In Figure 12, a sash panel 40 and a sash panel 41 horizontally move on a track system similar to that of the first embodiment. Here a vent passage 42 is opened by the closure of the horizontally slidable sash panels 40 and 41. In Figure 13, when the panel 41 is moved to the left to open the sash, damper panel 43 closes off vent passage 42. If both sash panels 40 and 41 were moved to the right of Figure 13, a similar damper panel (not shown) ~onnected to a corresponding bar member to sash panel 40 behind wall panel 44 would correspondingly move to the right to close off vent opening 42.

1~o~ '2 In the foregoing description, specific examples have been used to describe the invention. However, it is understood by those skilled in the art that certain modifications can be made to these embodiments without departing from the spirit and scope of the invention.

Claims

THE EMBODIMENTS OF THE INVENTION IN WHICH AN EXCLUSIVE PROPERTY OR
PRIVILEGE IS CLAIMED ARE DEFINED AS FOLLOWS:

1. A method of controlling room air flow into a fume hood having a horizontally slidable sash and a room air vent comprising the steps of:
a) horizontally sliding the sash to change a sash passage into the hood;
b) through such movement of the sash causing a damper to be actuated by the sash to move the damper laterally across the vent to change a vent passage in an inverse manner to the change in the sash passage; and c) the sash can travel a given horizontal distance before moving the damper, whereby the total travel of the sash is greater than the damper travel to accomodate a sash that is wider than the damper.

2. A method as set forth in Claim 1, wherein the damper moves in a horizontal path approximately parallel to the sash's travel.

3. A method as set forth in Claim 1, wherein opening the sash causes the vent to close.

4. A method as set forth in Claim 1, wherein closing the sash causes the vent to open.

5. A method as set forth in Claim 1, wherein progressive opening and closing of the sash causes the damper to progressively close and open.

6. A method as set forth in Claim 1, wherein there is a bar member on one of the sash and damper that moves between two laterally spaced abutment members on the other of the sash and damper.

7. A method as set forth in Claim 6, wherein the bar member is on the sash and the abutment members are on the damper.

8. A method as set forth in Claim 1, wherein there is a plurality of sashes and a plurality of dampers, each sash being operatively connected to and moving its own damper.

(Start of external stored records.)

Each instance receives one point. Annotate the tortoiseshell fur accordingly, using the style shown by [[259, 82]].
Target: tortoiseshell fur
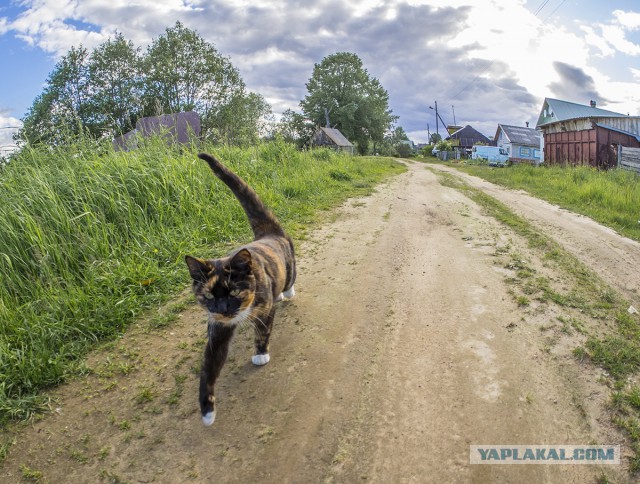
[[242, 286]]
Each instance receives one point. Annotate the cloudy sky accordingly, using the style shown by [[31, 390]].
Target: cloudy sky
[[483, 61]]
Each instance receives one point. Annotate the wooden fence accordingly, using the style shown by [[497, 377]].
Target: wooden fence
[[629, 158]]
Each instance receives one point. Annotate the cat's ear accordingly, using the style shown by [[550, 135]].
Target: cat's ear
[[197, 268], [241, 262]]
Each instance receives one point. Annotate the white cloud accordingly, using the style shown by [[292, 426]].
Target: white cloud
[[629, 20], [8, 127]]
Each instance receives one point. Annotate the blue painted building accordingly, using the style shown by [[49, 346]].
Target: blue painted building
[[522, 144]]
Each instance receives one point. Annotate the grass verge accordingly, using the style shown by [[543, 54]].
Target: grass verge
[[610, 197], [89, 239], [616, 345]]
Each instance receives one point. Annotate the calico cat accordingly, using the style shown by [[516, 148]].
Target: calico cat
[[242, 286]]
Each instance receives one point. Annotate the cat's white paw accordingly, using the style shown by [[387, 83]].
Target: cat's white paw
[[209, 418], [260, 360]]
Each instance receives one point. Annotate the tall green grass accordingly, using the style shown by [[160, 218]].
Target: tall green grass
[[611, 197], [90, 238]]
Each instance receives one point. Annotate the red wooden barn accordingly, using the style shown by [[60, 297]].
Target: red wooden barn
[[577, 134]]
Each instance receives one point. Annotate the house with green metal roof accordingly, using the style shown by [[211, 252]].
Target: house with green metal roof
[[578, 134]]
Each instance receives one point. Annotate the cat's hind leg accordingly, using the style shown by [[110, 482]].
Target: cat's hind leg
[[262, 334]]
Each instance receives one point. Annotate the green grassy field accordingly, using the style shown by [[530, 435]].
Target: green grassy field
[[90, 239], [610, 197]]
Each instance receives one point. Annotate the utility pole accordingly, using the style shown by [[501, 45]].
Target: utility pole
[[436, 103], [444, 125]]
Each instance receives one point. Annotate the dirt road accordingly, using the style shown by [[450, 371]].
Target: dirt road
[[403, 347]]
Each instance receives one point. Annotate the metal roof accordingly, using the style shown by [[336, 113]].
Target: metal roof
[[520, 135], [628, 133], [336, 136], [554, 110], [469, 136]]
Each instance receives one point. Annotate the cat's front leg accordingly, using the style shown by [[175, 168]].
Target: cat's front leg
[[215, 355]]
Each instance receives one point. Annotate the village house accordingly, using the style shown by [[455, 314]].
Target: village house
[[332, 138], [522, 143], [585, 135], [464, 138]]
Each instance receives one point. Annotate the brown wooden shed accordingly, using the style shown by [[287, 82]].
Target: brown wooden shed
[[585, 135]]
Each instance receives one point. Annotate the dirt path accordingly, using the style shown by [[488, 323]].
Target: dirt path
[[616, 259], [402, 348]]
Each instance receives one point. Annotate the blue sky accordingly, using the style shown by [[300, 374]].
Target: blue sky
[[493, 60]]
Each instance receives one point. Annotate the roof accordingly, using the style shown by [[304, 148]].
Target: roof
[[336, 136], [469, 136], [628, 133], [554, 110], [520, 135]]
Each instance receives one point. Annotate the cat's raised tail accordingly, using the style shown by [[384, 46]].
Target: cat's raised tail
[[262, 221]]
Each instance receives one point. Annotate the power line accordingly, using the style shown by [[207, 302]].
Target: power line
[[542, 5], [554, 10]]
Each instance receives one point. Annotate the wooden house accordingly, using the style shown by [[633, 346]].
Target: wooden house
[[578, 134], [464, 138], [174, 128], [522, 143], [332, 138]]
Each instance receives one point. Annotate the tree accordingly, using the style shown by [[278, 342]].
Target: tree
[[62, 110], [184, 72], [295, 128], [355, 102], [115, 78], [105, 92]]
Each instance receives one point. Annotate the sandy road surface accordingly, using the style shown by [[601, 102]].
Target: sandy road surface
[[616, 259], [402, 348]]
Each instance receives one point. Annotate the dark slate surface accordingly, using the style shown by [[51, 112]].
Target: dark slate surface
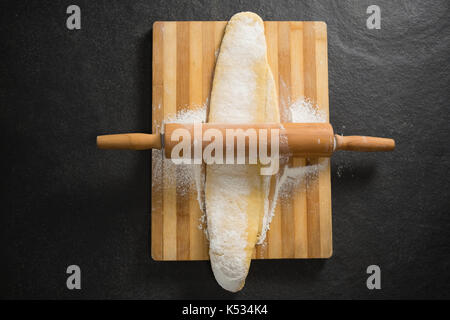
[[65, 202]]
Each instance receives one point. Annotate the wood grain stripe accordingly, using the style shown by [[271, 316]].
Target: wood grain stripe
[[157, 101], [297, 91], [183, 187], [170, 108], [284, 72], [312, 187], [322, 101], [196, 241]]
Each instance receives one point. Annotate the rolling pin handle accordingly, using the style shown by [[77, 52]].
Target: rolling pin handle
[[129, 141], [361, 143]]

9. A method as set forth in Claim 8, wherein there are two sashes moving two dampers.

10. A method as set forth in Claim 8, wherein there are four sashes moving four dampers.

11. A method as set forth in Claim 1, wherein the vent and damper are located directly above the sash.

12. A method of controlling room air into a fume hood having a horizontally slidable sash and a room air vent comprising the steps of:
a) horizontally sliding the sash along a track to change a sash passage into the hood; and b) through such sliding of the sash causing a damper to be actuated by the sash to slide the damper along a horizontal track across the vent to change a vent passage in an inverse manner to the change in the sash passage.